Mark Zuckerberg, chief executive officer of Meta Platforms Inc., during the Meta Connect event in Menlo Park, California, US, on Wednesday, Sept. 17, 2025.
David Paul Morris | Bloomberg | Getty Images
Meta CEO Mark Zuckerberg plans to ramp up his company’s spending on artificial intelligence in 2026. Wall Street seems fine with that strategy.
In its fourth-quarter earnings report on Wednesday, Meta beat on the top and bottom lines while also revealing that its AI-related capital expenditures this year will be between $115 billion and $135 billion. That’s nearly twice the amount Meta spent on capex last year, when the company revamped its AI unit.
Although investors have previously expressed concern about Meta’s AI spending spree, they took comfort in the company’s latest results, which showed 24% year-over-year revenue growth, driven by online ads. Meta shares, which trailed the market last year, popped as much as 10% in after-hours trading.

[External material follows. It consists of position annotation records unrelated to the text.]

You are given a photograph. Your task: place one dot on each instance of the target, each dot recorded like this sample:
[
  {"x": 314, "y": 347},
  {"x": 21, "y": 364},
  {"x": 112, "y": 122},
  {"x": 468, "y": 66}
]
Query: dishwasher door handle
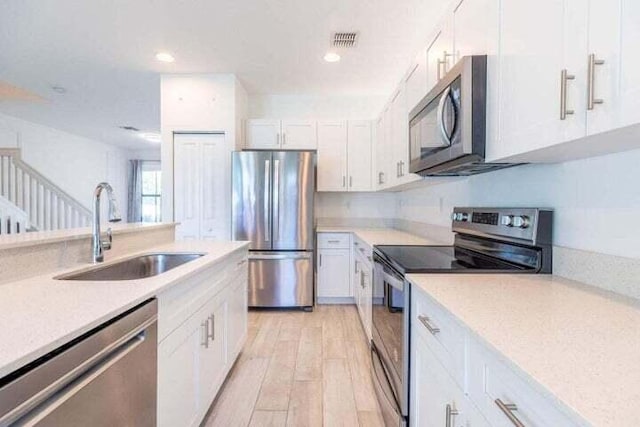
[{"x": 66, "y": 388}]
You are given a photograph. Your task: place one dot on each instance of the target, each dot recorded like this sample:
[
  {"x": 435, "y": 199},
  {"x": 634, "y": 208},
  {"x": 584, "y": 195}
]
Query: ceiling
[{"x": 102, "y": 53}]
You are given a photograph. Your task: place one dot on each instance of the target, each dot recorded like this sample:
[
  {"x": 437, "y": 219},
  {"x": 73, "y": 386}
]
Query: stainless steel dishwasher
[{"x": 107, "y": 377}]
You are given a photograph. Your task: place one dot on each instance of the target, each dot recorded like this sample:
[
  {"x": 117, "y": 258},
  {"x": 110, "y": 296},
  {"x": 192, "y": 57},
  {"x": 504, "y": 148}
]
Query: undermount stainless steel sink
[{"x": 142, "y": 266}]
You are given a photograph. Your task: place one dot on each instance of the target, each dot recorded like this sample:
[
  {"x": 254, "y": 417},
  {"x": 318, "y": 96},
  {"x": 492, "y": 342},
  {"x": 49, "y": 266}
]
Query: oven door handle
[{"x": 442, "y": 104}]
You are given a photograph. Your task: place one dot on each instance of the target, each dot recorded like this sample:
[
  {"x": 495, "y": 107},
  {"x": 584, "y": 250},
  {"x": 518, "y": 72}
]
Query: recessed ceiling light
[
  {"x": 332, "y": 57},
  {"x": 165, "y": 57},
  {"x": 151, "y": 137}
]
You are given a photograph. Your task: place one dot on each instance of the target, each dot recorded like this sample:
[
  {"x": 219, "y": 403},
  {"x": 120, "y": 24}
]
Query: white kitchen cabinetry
[
  {"x": 266, "y": 134},
  {"x": 453, "y": 372},
  {"x": 440, "y": 53},
  {"x": 201, "y": 190},
  {"x": 344, "y": 156},
  {"x": 362, "y": 283},
  {"x": 334, "y": 266},
  {"x": 416, "y": 81},
  {"x": 201, "y": 329},
  {"x": 359, "y": 155},
  {"x": 436, "y": 399}
]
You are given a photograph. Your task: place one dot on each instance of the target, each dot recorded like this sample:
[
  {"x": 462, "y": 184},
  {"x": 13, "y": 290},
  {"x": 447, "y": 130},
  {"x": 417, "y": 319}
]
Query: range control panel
[{"x": 531, "y": 225}]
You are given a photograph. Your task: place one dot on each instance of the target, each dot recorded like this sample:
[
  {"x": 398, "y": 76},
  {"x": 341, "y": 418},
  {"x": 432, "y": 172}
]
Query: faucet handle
[{"x": 106, "y": 244}]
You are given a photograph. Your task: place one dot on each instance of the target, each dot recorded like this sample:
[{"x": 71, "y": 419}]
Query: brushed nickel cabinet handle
[
  {"x": 212, "y": 332},
  {"x": 449, "y": 414},
  {"x": 508, "y": 409},
  {"x": 427, "y": 324},
  {"x": 591, "y": 80},
  {"x": 564, "y": 78},
  {"x": 205, "y": 330}
]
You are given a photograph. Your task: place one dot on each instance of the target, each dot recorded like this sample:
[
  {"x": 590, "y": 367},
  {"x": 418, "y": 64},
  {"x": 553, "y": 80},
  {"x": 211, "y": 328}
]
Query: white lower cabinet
[
  {"x": 436, "y": 399},
  {"x": 195, "y": 356},
  {"x": 457, "y": 381}
]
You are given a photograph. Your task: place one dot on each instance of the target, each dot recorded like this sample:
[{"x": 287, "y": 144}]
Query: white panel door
[
  {"x": 629, "y": 97},
  {"x": 530, "y": 67},
  {"x": 299, "y": 135},
  {"x": 359, "y": 147},
  {"x": 332, "y": 156},
  {"x": 215, "y": 188},
  {"x": 333, "y": 273},
  {"x": 263, "y": 134},
  {"x": 186, "y": 175}
]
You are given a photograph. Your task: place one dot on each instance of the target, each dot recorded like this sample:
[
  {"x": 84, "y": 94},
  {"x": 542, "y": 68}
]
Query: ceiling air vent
[{"x": 344, "y": 39}]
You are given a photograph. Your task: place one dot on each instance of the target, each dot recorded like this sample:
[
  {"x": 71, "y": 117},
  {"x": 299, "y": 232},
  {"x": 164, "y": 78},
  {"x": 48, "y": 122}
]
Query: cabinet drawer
[
  {"x": 444, "y": 336},
  {"x": 333, "y": 240},
  {"x": 178, "y": 303},
  {"x": 494, "y": 388}
]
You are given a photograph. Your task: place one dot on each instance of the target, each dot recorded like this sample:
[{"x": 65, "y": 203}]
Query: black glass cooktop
[{"x": 442, "y": 259}]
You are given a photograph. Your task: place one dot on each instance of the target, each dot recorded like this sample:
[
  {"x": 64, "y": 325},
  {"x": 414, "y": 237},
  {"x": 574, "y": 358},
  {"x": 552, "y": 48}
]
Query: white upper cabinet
[
  {"x": 263, "y": 134},
  {"x": 613, "y": 73},
  {"x": 299, "y": 135},
  {"x": 629, "y": 61},
  {"x": 416, "y": 81},
  {"x": 345, "y": 156},
  {"x": 359, "y": 155},
  {"x": 266, "y": 134},
  {"x": 332, "y": 156},
  {"x": 541, "y": 98},
  {"x": 440, "y": 53},
  {"x": 472, "y": 27}
]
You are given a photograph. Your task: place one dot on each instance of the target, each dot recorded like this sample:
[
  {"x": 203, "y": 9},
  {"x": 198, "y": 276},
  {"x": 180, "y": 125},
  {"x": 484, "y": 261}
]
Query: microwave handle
[{"x": 441, "y": 107}]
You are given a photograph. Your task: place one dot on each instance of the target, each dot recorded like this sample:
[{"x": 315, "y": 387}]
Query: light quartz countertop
[
  {"x": 569, "y": 341},
  {"x": 381, "y": 236},
  {"x": 39, "y": 314},
  {"x": 10, "y": 241}
]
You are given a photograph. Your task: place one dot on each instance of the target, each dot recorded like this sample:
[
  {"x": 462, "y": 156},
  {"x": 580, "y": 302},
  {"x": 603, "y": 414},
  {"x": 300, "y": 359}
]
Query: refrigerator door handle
[
  {"x": 267, "y": 182},
  {"x": 276, "y": 200},
  {"x": 286, "y": 255}
]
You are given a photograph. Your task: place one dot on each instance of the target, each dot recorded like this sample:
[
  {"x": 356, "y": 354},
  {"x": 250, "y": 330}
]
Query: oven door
[{"x": 391, "y": 338}]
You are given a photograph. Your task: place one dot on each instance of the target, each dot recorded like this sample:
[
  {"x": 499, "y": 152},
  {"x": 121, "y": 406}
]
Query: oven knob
[
  {"x": 521, "y": 221},
  {"x": 507, "y": 220}
]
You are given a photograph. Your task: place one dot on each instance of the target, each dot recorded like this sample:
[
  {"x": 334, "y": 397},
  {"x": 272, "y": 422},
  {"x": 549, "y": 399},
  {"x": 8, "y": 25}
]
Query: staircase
[{"x": 29, "y": 201}]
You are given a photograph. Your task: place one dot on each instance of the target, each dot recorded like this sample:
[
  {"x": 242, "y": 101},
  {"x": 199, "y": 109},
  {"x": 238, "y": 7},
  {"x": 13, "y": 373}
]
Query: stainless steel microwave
[{"x": 447, "y": 129}]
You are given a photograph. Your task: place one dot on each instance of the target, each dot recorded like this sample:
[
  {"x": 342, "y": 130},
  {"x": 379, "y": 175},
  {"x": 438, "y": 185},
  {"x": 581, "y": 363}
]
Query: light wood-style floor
[{"x": 300, "y": 369}]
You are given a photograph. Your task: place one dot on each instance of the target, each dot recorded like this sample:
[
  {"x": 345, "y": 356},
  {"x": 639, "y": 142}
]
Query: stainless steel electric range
[{"x": 487, "y": 240}]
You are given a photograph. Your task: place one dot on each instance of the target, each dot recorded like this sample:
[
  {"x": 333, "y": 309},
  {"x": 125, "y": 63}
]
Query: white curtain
[{"x": 134, "y": 210}]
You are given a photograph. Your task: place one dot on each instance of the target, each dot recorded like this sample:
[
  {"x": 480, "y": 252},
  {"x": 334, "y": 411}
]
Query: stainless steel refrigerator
[{"x": 272, "y": 207}]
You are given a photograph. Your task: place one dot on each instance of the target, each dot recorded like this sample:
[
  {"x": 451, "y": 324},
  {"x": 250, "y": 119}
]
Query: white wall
[
  {"x": 355, "y": 205},
  {"x": 76, "y": 164},
  {"x": 197, "y": 103},
  {"x": 596, "y": 201},
  {"x": 315, "y": 107}
]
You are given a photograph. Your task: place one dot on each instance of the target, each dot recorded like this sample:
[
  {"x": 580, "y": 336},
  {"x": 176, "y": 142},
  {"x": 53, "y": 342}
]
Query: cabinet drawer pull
[
  {"x": 591, "y": 81},
  {"x": 427, "y": 324},
  {"x": 564, "y": 78},
  {"x": 449, "y": 414},
  {"x": 508, "y": 409},
  {"x": 205, "y": 329},
  {"x": 212, "y": 332}
]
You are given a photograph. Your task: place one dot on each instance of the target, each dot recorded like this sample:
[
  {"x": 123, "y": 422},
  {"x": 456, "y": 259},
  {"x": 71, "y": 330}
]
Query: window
[{"x": 151, "y": 192}]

“As we plan for the future, we will continue to invest very significantly in infrastructure to train leading models and deliver personal super intelligence to billions of people and businesses around the world,” Zuckerberg told analysts during the earnings call.
Zuckerberg was referring to Meta’s ambitious data center buildouts intended to anchor both current and future AI projects.
Meta finance chief Susan Li told analysts that the company continues to be “capacity constrained,” meaning it needs more computing power to further improve its core ad business while also providing its AI team the necessary resources to create more advanced models and products.
“Our teams have done a great job ramping up our infrastructure through the course of 2025, but demands for compute resources across the company have increased even faster than our supply,” Li said.
Zuckerberg said 2026 will be a major year for AI, with Meta’s investments geared towards supporting his mission for “building personal super intelligence.”
Whether Meta will have much by way of new AI products that can generate revenue remains a major question, and one Zuckerberg hasn’t clearly answered.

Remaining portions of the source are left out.